Change or error: if two parties agree to use a particular security procedure, and one party fails to conform to that procedure, the conforming party may avoid the effect of any changes or errors that occurred and could have been prevented had the other party also conformed. This section additionally provides a procedure for an individual to avoid any changes or errors resulting in an automated transaction with an electronic agent, if the electronic agent does not provide an opportunity for prevention or correction of the error.


Time and place of sending and receipt: an electronic record is sent when it enters a system outside the sender’s control, and received when it enters a system designated by the recipient for the receipt of such records.




In addition to the general application of UETA, the same provides several specific rules regarding its application in certain circumstances.


Notarization and acknowledgement: UETA § 11 allows satisfaction of any legal requirement for notarization, acknowledgment, verification, or oath by the use of an electronic signature, provided that the same be attached to, or logically associated with, the underlying signature or record in question. The Puerto Rico bill did not incorporate § 11.


Record retention: an electronic record will satisfy any law that requires a record to be retained, if the electronic record is accurate and remains accessible for later reference.


Admissibility in evidence: evidence of a record or signature may not be excluded from a legal proceeding solely because it is in electronic form.


Electronic agents: contracts may be fashioned through the use of “electronic agents.” An electronic agent is defined as “a computer program or electronic or other automated means used independently to initiate an action or respond to electronic records or performances in whole or in part, without review or action by an individual.”


Transferable records: the use of electronic negotiable instruments, referred to as “transferable records,” is permitted. To create and maintain transferable records under the statute, a system must be implemented that would only allow a single (unique, identifiable and unalterable) authoritative copy of the transferable record. Any person seeking to enforce a transferable record must be in “control” of the same.

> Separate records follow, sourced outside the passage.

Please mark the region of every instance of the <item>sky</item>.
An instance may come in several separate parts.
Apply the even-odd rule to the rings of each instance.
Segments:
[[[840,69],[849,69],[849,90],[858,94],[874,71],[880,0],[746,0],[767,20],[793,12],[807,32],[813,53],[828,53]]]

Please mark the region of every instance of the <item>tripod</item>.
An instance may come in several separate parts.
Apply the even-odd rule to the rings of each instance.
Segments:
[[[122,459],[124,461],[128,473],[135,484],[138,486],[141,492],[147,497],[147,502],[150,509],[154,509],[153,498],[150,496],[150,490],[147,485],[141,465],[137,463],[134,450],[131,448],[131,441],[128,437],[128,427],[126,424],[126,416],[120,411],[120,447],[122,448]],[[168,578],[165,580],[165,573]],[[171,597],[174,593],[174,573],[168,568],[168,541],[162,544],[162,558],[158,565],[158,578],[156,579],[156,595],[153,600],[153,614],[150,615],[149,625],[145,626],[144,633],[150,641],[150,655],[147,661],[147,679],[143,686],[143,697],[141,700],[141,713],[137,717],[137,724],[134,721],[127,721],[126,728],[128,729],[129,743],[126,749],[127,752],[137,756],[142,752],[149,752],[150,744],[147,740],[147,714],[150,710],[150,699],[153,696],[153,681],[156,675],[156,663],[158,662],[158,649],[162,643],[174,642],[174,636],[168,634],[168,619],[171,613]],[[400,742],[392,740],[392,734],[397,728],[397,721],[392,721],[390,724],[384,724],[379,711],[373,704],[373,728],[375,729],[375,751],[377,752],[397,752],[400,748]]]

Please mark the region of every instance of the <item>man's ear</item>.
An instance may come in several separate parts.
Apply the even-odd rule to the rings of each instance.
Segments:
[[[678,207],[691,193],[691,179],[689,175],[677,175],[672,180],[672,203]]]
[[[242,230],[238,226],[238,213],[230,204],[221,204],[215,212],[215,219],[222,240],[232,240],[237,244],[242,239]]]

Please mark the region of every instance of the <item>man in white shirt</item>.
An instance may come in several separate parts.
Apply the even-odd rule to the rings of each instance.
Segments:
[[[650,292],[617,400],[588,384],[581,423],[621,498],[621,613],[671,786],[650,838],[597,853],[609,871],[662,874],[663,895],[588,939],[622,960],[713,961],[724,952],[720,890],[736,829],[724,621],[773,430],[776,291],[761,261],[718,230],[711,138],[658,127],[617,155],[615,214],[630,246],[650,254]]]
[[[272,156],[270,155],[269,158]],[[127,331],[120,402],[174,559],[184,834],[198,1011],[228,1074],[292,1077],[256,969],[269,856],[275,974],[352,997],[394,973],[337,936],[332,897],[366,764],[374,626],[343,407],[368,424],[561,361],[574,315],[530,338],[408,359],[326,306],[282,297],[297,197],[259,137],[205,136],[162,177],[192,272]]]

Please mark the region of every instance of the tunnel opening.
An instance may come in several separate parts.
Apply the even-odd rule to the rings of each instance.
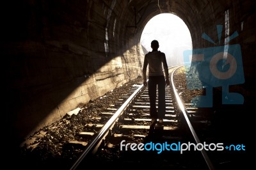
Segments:
[[[169,67],[184,64],[183,52],[192,49],[188,26],[179,17],[170,13],[158,14],[145,25],[140,38],[145,54],[151,51],[153,40],[159,42],[159,50],[165,53]]]

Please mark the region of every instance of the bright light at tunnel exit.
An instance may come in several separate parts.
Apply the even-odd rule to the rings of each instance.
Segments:
[[[180,17],[172,13],[156,15],[146,24],[140,43],[148,52],[152,50],[153,40],[159,42],[159,50],[165,53],[168,66],[184,64],[183,51],[192,49],[188,26]]]

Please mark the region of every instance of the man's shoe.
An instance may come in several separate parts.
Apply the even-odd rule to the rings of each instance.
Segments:
[[[163,124],[163,123],[164,122],[163,119],[159,119],[159,124]]]

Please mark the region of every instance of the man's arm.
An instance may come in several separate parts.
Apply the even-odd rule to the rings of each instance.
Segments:
[[[165,57],[165,54],[163,53],[163,65],[164,66],[164,74],[165,74],[165,84],[166,86],[170,85],[170,80],[169,80],[169,70],[168,68],[168,65],[167,65],[167,61],[166,61],[166,58]]]

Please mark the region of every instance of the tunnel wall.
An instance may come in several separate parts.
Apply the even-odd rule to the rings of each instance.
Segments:
[[[245,77],[237,92],[251,101],[255,95],[255,1],[157,3],[3,3],[6,10],[1,15],[1,45],[7,59],[6,108],[11,108],[4,116],[12,136],[19,142],[67,112],[141,75],[140,35],[147,22],[161,13],[180,17],[190,31],[193,47],[198,49],[220,45],[204,40],[202,35],[218,42],[216,26],[227,24],[228,11],[229,32],[239,33],[230,44],[241,45]]]
[[[130,22],[122,15],[125,3],[43,0],[16,4],[6,19],[2,45],[12,108],[8,129],[17,141],[141,75],[141,47],[120,19]]]

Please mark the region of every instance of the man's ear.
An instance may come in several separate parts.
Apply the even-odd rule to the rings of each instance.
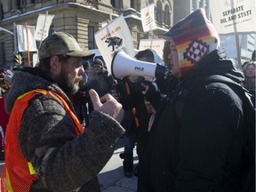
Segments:
[[[58,56],[52,56],[50,60],[51,70],[56,71],[60,66]]]
[[[52,56],[50,60],[50,76],[55,79],[61,72],[61,63],[58,56]]]

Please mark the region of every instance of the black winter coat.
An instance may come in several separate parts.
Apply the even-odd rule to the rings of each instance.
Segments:
[[[157,107],[142,157],[148,178],[139,183],[139,192],[234,192],[238,188],[242,100],[224,84],[199,87],[203,78],[216,74],[238,84],[244,80],[236,62],[221,55],[215,51],[202,59]],[[191,82],[198,82],[198,88],[188,93],[181,107],[180,92]]]

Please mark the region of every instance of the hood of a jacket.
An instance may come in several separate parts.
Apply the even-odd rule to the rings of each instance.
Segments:
[[[45,72],[38,68],[24,68],[16,71],[12,78],[12,86],[4,100],[6,112],[11,114],[19,96],[35,89],[52,91],[68,101],[68,103],[70,102],[68,97]]]
[[[226,59],[226,52],[221,48],[202,58],[184,78],[184,81],[211,75],[223,76],[237,84],[244,80],[244,75],[239,64],[235,60]]]

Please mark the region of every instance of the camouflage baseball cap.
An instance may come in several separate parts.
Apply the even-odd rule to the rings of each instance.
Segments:
[[[42,42],[38,54],[39,60],[55,55],[68,55],[84,59],[90,59],[95,55],[93,52],[81,49],[77,41],[66,32],[54,32],[47,36]]]

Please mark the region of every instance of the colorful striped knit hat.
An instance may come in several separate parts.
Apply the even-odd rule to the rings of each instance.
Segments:
[[[220,45],[214,26],[207,20],[204,9],[197,9],[177,22],[164,36],[171,36],[176,45],[182,76],[186,76],[204,56]]]

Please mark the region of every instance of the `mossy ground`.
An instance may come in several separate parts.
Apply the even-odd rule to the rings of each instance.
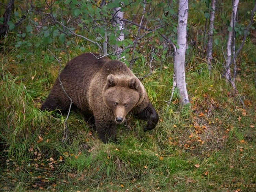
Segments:
[[[255,50],[255,45],[247,46]],[[256,190],[256,93],[252,65],[239,66],[236,80],[246,109],[221,79],[219,61],[214,62],[210,74],[205,62],[195,56],[186,62],[191,104],[181,108],[176,90],[168,106],[173,66],[167,60],[161,66],[156,64],[142,81],[160,115],[155,129],[143,132],[145,123],[128,115],[118,128],[119,143],[105,145],[83,115],[72,112],[68,139],[63,143],[65,116],[39,109],[57,76],[58,62],[46,51],[28,56],[21,49],[2,48],[1,190]],[[54,54],[64,66],[68,59],[63,53]],[[69,56],[81,53],[71,48]],[[252,62],[255,58],[244,59]],[[133,70],[143,77],[148,69],[140,65]]]

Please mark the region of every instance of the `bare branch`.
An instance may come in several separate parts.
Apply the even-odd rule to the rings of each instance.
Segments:
[[[59,79],[59,82],[60,82],[60,85],[61,87],[61,88],[62,89],[62,90],[64,92],[64,93],[65,93],[65,95],[67,97],[69,98],[69,100],[70,101],[70,104],[69,105],[69,112],[68,113],[68,115],[67,115],[66,118],[66,119],[65,120],[65,121],[64,122],[64,125],[65,126],[65,129],[64,129],[64,133],[63,134],[63,137],[62,138],[62,140],[61,141],[61,142],[62,143],[64,143],[66,142],[66,141],[67,139],[68,138],[68,124],[67,124],[67,122],[68,122],[68,119],[69,118],[69,114],[70,113],[70,111],[71,110],[71,106],[72,106],[72,104],[73,102],[73,101],[72,100],[72,99],[70,98],[70,97],[69,96],[69,95],[66,92],[66,91],[65,90],[65,89],[64,89],[64,87],[63,87],[63,85],[62,84],[62,83],[61,82],[61,81],[60,80],[60,69],[61,68],[61,62],[62,62],[62,61],[60,59],[58,59],[57,57],[56,57],[56,56],[54,55],[50,51],[50,50],[49,49],[47,49],[47,50],[50,52],[53,56],[53,57],[56,59],[57,60],[57,61],[58,61],[58,63],[60,65],[60,67],[59,68],[59,71],[58,72],[58,79]]]
[[[169,106],[170,104],[171,103],[171,101],[172,101],[172,97],[173,96],[173,93],[174,93],[174,90],[175,89],[175,87],[176,86],[176,78],[175,77],[175,74],[173,73],[173,78],[172,80],[172,92],[171,94],[171,97],[169,99],[169,101],[168,102],[167,104],[167,106]]]

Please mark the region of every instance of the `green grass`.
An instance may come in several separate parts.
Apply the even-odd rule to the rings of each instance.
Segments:
[[[255,128],[250,126],[256,126],[256,93],[249,66],[240,66],[241,81],[236,83],[245,110],[221,79],[218,61],[210,74],[204,60],[196,57],[186,66],[191,105],[179,107],[175,90],[167,106],[173,68],[171,61],[166,60],[163,65],[167,69],[160,69],[156,64],[154,72],[143,81],[159,114],[156,129],[144,133],[145,122],[128,115],[118,129],[119,143],[105,145],[81,114],[72,112],[68,139],[62,143],[65,116],[39,108],[57,77],[58,62],[48,52],[36,50],[26,57],[22,50],[3,48],[1,190],[255,191],[255,187],[244,186],[256,183]],[[245,50],[249,55],[253,49]],[[71,58],[81,53],[71,51]],[[55,54],[63,64],[67,61],[66,55]],[[142,67],[135,65],[134,72],[143,77],[148,69]]]

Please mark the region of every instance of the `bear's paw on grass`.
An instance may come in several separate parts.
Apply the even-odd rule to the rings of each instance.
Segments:
[[[145,131],[154,129],[158,122],[158,115],[143,85],[120,61],[100,57],[96,53],[84,53],[67,64],[60,78],[73,101],[72,106],[84,114],[89,124],[96,126],[104,143],[116,141],[117,125],[123,122],[130,112],[147,121]],[[70,104],[57,78],[41,109],[65,112]]]

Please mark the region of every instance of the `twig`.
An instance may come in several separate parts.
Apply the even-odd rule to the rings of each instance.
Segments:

Government agencies: states have the option of adopting UETA §§ 17 to 19. These sections authorize government bodies to regulate the use of electronic signatures and records in transactions to which they are a party, and encourage them to adopt standards that promote consistency and interoperability. Puerto Rico did not adopt these sections either.


Electronic Signatures Act


The federal Electronic Signatures in Global and National Commerce Act (known as “E-Sign”) became effective on October 1, 2000. E-Sign is similar to UETA in many ways, and was enacted to resolve the lack of uniformity among state laws, and ensure the enforceability of electronic signatures and contracts in interstate commerce, regardless whether individual states adopt UETA. States may opt-out by adopting the uniform version of UETA, or alternative procedures and requirements which are consistent with E-Sign.

The Puerto Rico Legislature decided to opt-out by adopting both the uniform version of UETA and the Electronic Signatures Act of Puerto Rico, which provides additional provisions consistent with E-Sign.